As Peru's drug trade has become more disperse, so has the political collaboration it receives. There is no longer any known political figure with the concentration of power Montesinos once had. Instead, there are a larger number of political brokers that assist drug traffickers in smaller ways.

"They [the political actors today] have less importance, more fear, and additionally, there has been a decentralization," Gorriti explained.

He said the majority of political collaborators of drug traffickers are now seen at a regional and provincial level, and their involvement is limited: 

"There's nobody even close to the figure of Montesinos," he added.

This widespread, low-level support was highlighted by Peru's recent local and regional elections, in which the country's top anti-drug attorney said as many as 700 candidates may have had drug ties.

The case of the multi-ton cocaine shipment in Trujillo is also indicative of this modern narco-political relationship. Congressman Jose Leon rented a property to Rodrigo Torres, alias "Lic," one of the alleged Mexican traffickers in charge of the shipment. Videos were later leaked (see below) that showed him meeting with this same man.


Leon has also admitted he once held a "professional" relationship with Manuel Sanchez Paredes, who is investigated for money laundering, and whose predecessors in the Sanchez Paredes clan were involved directly in cocaine production and trafficking. He is also believed to have ties to a candidate in the recent elections linked to the VRAEM drug trade.

Peru's former top immigration official has also been questioned about the case, given that a residential work visa for Torres was processed in just three days; it normally takes a minimum of 45.

However, Gorriti said the involvement of these characters was likely limited to accepting bribes. Rather than playing a central role, they were looking to make money in one-time deals.

There are some other illustrative examples.

The mayor of the VRAEM town of Pichari -- described by Salvadoran publication Contrapunto as the current "heart" of coca production -- is reportedly the cousin of a famous drug trafficker from the region. 

The former governor of Ancash, Cesar Alvarez Aguilar, has been investigated for running a "criminal mafia" and charging drug traffickers to use the Chimbote port for shipments, with the help of Police Major Jose Luis Carmen Ramos -- nicknamed "Vladimirito."

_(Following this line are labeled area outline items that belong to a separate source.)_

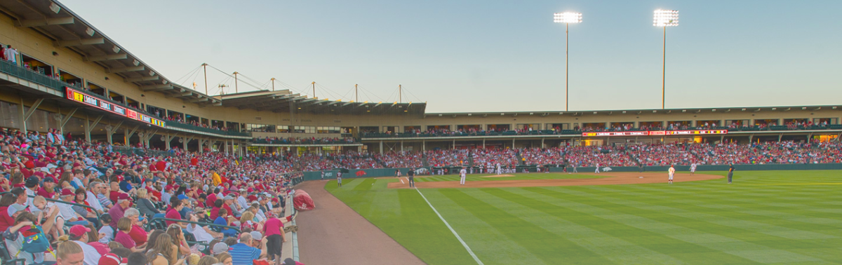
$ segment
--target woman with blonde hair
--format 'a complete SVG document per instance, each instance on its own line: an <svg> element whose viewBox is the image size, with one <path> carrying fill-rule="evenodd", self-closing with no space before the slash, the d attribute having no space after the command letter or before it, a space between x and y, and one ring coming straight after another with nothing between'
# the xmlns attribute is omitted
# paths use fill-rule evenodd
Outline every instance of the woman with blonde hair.
<svg viewBox="0 0 842 265"><path fill-rule="evenodd" d="M181 226L176 224L169 225L167 227L167 234L173 239L173 245L178 247L181 255L190 255L190 245L187 244L184 231L181 230Z"/></svg>
<svg viewBox="0 0 842 265"><path fill-rule="evenodd" d="M135 203L137 204L136 206L137 210L141 211L141 215L152 218L155 215L161 213L157 209L155 209L155 205L149 200L149 192L146 188L137 189L137 201Z"/></svg>
<svg viewBox="0 0 842 265"><path fill-rule="evenodd" d="M178 259L175 246L173 245L173 238L167 233L161 234L155 241L152 242L147 252L147 260L152 265L181 265L184 263L184 259Z"/></svg>
<svg viewBox="0 0 842 265"><path fill-rule="evenodd" d="M58 180L58 187L61 188L69 188L71 191L75 192L76 188L70 182L73 181L73 175L70 173L69 171L66 171L61 173L61 178Z"/></svg>
<svg viewBox="0 0 842 265"><path fill-rule="evenodd" d="M262 231L263 225L253 220L254 220L254 213L250 210L243 212L242 215L240 216L240 231L246 228L251 228L253 231Z"/></svg>
<svg viewBox="0 0 842 265"><path fill-rule="evenodd" d="M210 256L205 256L199 259L199 263L196 265L213 265L219 263L219 260L216 257Z"/></svg>
<svg viewBox="0 0 842 265"><path fill-rule="evenodd" d="M222 263L222 265L232 265L232 263L233 263L234 262L233 259L231 257L231 254L228 254L228 252L221 252L216 254L216 257L217 260L219 260L220 263Z"/></svg>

Peruvian Congressman Heriberto Benitez Rivas has been linked both to Alvarez and to a criminal network allegedly run by a prominent businessman, Rodolfo Orellana, and a retired police coronel, Benedicto Jimenez. The network is believed to have laundered large quantities of drug money, and Orellana has been accused of ties to drug traffickers in Mexico, Colombia, and Italy.

According to both Rospigliosi and Gorriti, some members of Peru's Armed Forces also allow traffickers fly drugs out of the VRAEM for a fee. The difference, as it is for the politicians, is that this system is no longer run by a central figure like Montesinos.